Organizers should also consult with their event medical team to ensure the following:

  • There is a plan with event medical in case anyone appears with symptoms at the event
  • That all responders have appropriate personal protective equipment
  • All parties are familiar with the various decision makers and have all contact information required
  • The medical team conducts an event briefing with all stakeholders

Event staff should also contact their local health department or other government agencies for any specific restrictions or guidelines in their jurisdiction.

Cycling Specific Examples
After reviewing the information in the links above, consider how you can make your event safer. Below are just a few examples to point out the types of situations we see in our sport. Think about how you can integrate the suggestions made by the CDC into the specific requirements of your event. Examples:

Riders at a Gran Fondo stop at an aid station to refill bottles out of large water containers and take food from trays.

Consider alternative methods to having each rider putting hands on a cooler. Alternatives could be individual bottles of water or a running faucet. Instead of riders reaching for communal food on trays, food may be set out in individual containers (ie. small cups). As outlined by the CDC, provide plenty of prevention supplies available for riders, staff and volunteers and train these parties in its proper use.
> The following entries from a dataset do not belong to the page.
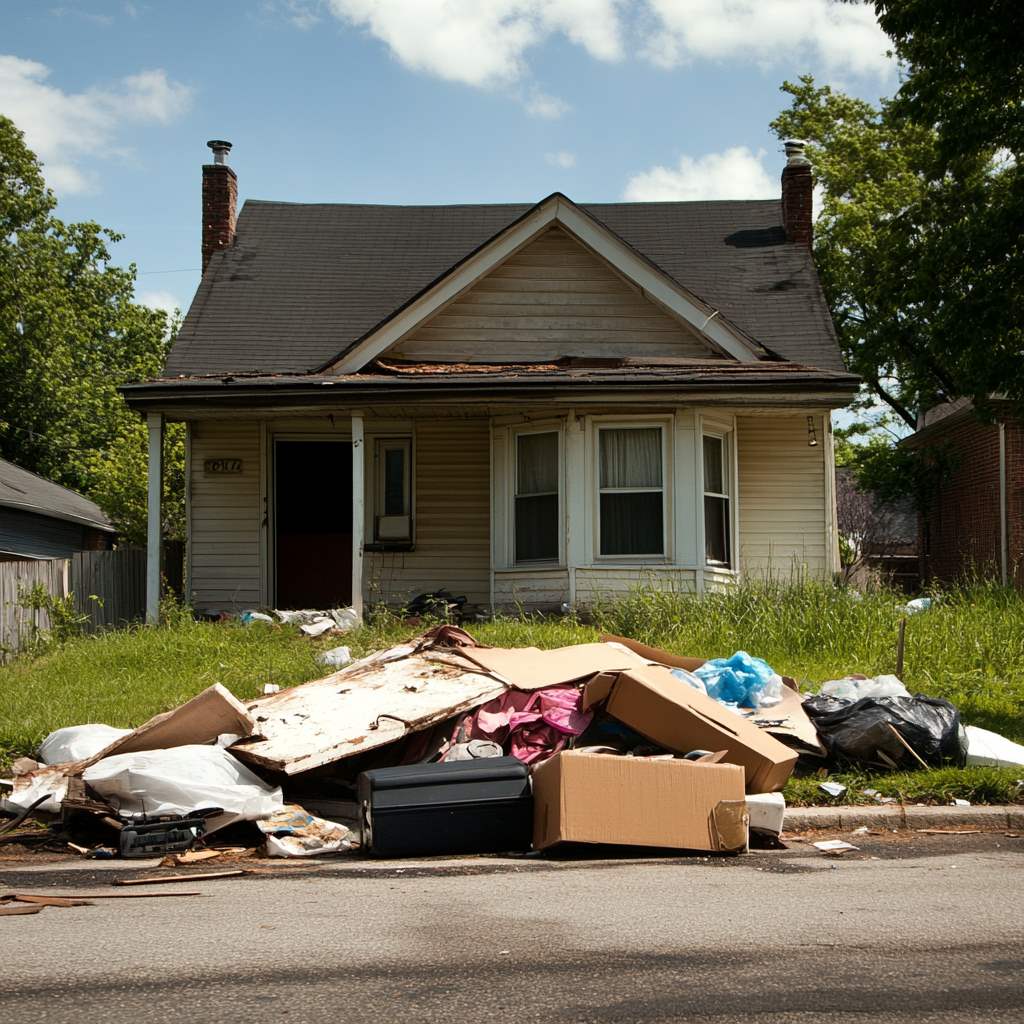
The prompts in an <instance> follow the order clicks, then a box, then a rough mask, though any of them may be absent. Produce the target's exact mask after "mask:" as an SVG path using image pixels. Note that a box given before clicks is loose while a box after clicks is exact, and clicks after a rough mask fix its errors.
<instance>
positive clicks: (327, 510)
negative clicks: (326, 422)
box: [273, 440, 352, 608]
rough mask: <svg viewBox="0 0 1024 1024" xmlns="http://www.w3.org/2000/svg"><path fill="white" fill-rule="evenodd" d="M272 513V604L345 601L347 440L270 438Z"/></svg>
mask: <svg viewBox="0 0 1024 1024" xmlns="http://www.w3.org/2000/svg"><path fill="white" fill-rule="evenodd" d="M273 512H274V516H273V523H274V557H275V580H276V600H275V601H274V605H275V607H279V608H337V607H341V606H344V605H348V604H351V602H352V445H351V442H349V441H337V440H275V441H274V445H273Z"/></svg>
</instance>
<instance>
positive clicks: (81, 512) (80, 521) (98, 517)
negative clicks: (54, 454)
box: [0, 459, 115, 534]
mask: <svg viewBox="0 0 1024 1024" xmlns="http://www.w3.org/2000/svg"><path fill="white" fill-rule="evenodd" d="M0 507H5V508H12V509H20V510H22V511H25V512H35V513H36V514H37V515H45V516H50V517H52V518H54V519H63V520H67V521H69V522H80V523H82V525H84V526H92V527H93V528H95V529H101V530H105V531H106V532H110V534H113V532H115V528H114V523H112V522H111V520H110V519H109V518H108V517H106V516H105V515H104V513H103V511H102V509H100V507H99V506H98V505H96V504H95V502H90V501H89V499H88V498H85V497H84V496H82V495H80V494H79V493H78V492H77V490H69V489H68V487H61V486H60V484H59V483H54V482H53V481H52V480H47V479H46V477H44V476H39V475H37V474H36V473H31V472H29V470H27V469H22V467H20V466H15V465H14V463H12V462H7V461H6V460H5V459H0Z"/></svg>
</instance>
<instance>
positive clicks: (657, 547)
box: [598, 427, 665, 555]
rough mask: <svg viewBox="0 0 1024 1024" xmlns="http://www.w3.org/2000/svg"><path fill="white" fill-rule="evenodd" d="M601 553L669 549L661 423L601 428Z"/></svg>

A volunteer/staff member comes to your event with symptoms.

No matter the cause, volunteers or staff with symptoms of any contagious illness should be released from duty and sent home or to seek appropriate care.

A volunteer holds all riders at the start of a road time trial.

Consider having all riders start with a foot on the ground instead.

Riders are required to “sign in” on a sheet before the start of your race.

Instead have the riders advise a designated official or volunteer of their verbal “sign in” and have the single commissaire or volunteer mark them off on a sheet.

Riders are required to have bicycles checked and/or measured.

In the interim, USA Cycling is authorizing visual inspections to reduce touching of equipment passed between riders, mechanics and officials.